The coincidence problem in linear dark energy models

We show that a solution to the the coincidence problem can be found in the context of a generic class of dark energy models with a scalar field, $\phi$, with a linear effective potential $V(\phi)$. We determine the fraction, $f$, of the total lifetime of the universe, $t_U$, which lies within the interval $[t_0-\Delta t_A,t_0+ \Delta t_A]$, where $t_0$ is the age of the universe at the present time, $\Delta t_A \equiv t_0-t_A$ and $t_A$ is the age of the universe when it starts to accelerate.
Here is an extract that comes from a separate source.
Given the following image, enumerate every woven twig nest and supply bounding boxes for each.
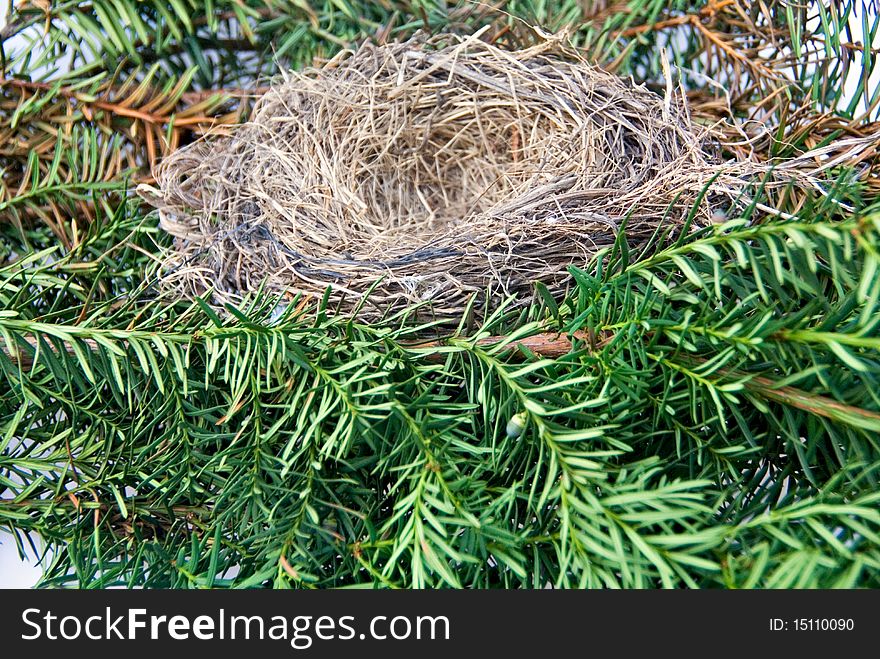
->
[142,31,734,320]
We find that if we require $f$ to be larger than 0.1 (0.01) then $1+\omega_{\phi0} \gapp 2 \times 10^{-2}$ ($1 \times 10^{-3}$), where $\omega_{\phi} \equiv p_\phi/\rho_\phi$. These results depend mainly on the linearity of the scalar field potential for $-V(\phi_0) \lapp V(\phi) \lapp V(\phi_0)$ and are weakly dependent on the specific form of $V(\phi)$ outside this range. We also show that if $\omega_{\phi0}$ is close to -1 then $\omega_{\phi0}+1 \sim 1.6 ({\tilde \omega}_\phi +1)$, where ${\tilde \omega}_\phi$ is the weighted average value of $\omega_{\phi}$ in the time interval $[0,t_0]$. We independently confirm current observational constraints on this class of models which give $\omega_{\phi0} \lapp -0.6$ and $t_U \gapp 2.4 t_0$ at the $2 \sigma$ level.